Email (angela@turtle-farm.com) if you want any of these free or ala carte items

 

Farm Update

 

This past week was one of shortages and excesses.  Too much rain stretched over two days, too much time spent in the tomato and raspberry patches so that we didn’t get basil buckets done for you.  The beet harvest was a little short.  Some of you got “gourmet” small beets and the rest got several larger beets.  And last week’s picture primer of the peppers was great for the online newsletters, but pretty much worthless in black and white for the hard copy.  Hopefully those who get hard copies can go online to the website to see how beautiful the peppers really were.  The raspberries are at their peak, and we have had some extra pints.  If you want extra ($5/pt), let me know and we’ll try to distribute them, with priority given to those with money in ala carte.

 

Last year I mentioned the Iowa Food Cooperative that Practical Farmers of Iowa has started.  It is a local food online shopping opportunity for those who want to join.  Orders are online at www.iowafood.org, and deliveries come once a month to Merle Hay Mall for pickup.  It is another way to extend your local food shopping experience through the whole year.  September’s shopping opens on the first of the month.

 

 

Recipes

 

Here’s the much requested brownie recipe that the Brown/Busick family brought to the potluck.

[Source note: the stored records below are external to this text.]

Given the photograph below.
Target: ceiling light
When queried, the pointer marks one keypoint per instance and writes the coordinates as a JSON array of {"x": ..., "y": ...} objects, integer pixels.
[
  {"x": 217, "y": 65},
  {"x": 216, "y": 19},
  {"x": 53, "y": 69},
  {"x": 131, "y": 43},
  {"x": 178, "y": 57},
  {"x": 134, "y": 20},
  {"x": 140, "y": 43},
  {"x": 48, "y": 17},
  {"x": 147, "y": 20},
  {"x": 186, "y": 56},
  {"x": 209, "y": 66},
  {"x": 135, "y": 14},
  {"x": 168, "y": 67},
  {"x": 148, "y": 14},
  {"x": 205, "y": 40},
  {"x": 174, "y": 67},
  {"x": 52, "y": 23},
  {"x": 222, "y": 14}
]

Also below is the lamb dish that I brought. (The rest of you need to send in your potluck recipes.)  And Karine McLaughlin sends a unique recipe for Swiss chard or kale. 

 

Zucchini Brownies (Betsy Brown)

 2 cups shredded zucchini

1 1/2 cups sugar

1/2 cup veg oil

2 cups flour

1 tsp salt

1 1/2 tsp soda

1/3 cup cocoa

2 tsp vanilla

1/2 cup chopped pecans

 

Mix together by hand.  Bake in greased 9 X 13 pan at 350 degrees for 30-35 minutes.  Frost when cool.  (Frosting:  1 stick butter, 4 tsp cocoa,  5 tsp milk,  1 tsp vanilla,  2 cups powdered sugar (or a little more).  These are good at room temperature, but I like them even better refrigerated.  Enjoy!

 

Lamb with Vegetables and Feta (adapted from Joyce Lock’s recipe on the website)

1 lb ground lamb

1 T. chopped rosemary

2 T. chopped parsley

2 T. olive oil

1 medium onion, sliced

1-2 summer squash, sliced, approximately 3 c.

1-2 peppers, 1 inch dice

1-2 tomatoes, cut up if desired

4 oz. feta cheese

 

Brown the ground lamb in a large skillet (adding some oil if very lean).  Once the pink is gone, add the rosemary and parsley, stirring well for another 2 minutes.  Season with salt and pepper and set off the heat.  In another skillet, heat oil briefly, add onion, summer squash, and peppers.  Sauté until starting to brown, but before vegetables are too soft.  Add tomatoes if using, heat through.  Season to taste with salt and pepper. Pour vegetables over the ground lamb, stirring gently, and adding feta on top to melt over the vegetables.

 

Crispy Swiss Chard


Wash and dry leaves of Swiss Chard
Tear into 2" pieces and place single layer on parchment paper
on large cookie sheets
Spray Olive Oil on top
Sprin
kle Sea Salt on top

Bake @ 350 degrees for 10 minutes.  This is similar to flash-fried spinach I've had at Chinese restaurants and works well with either Swiss Chard or Kale (but not the ribs).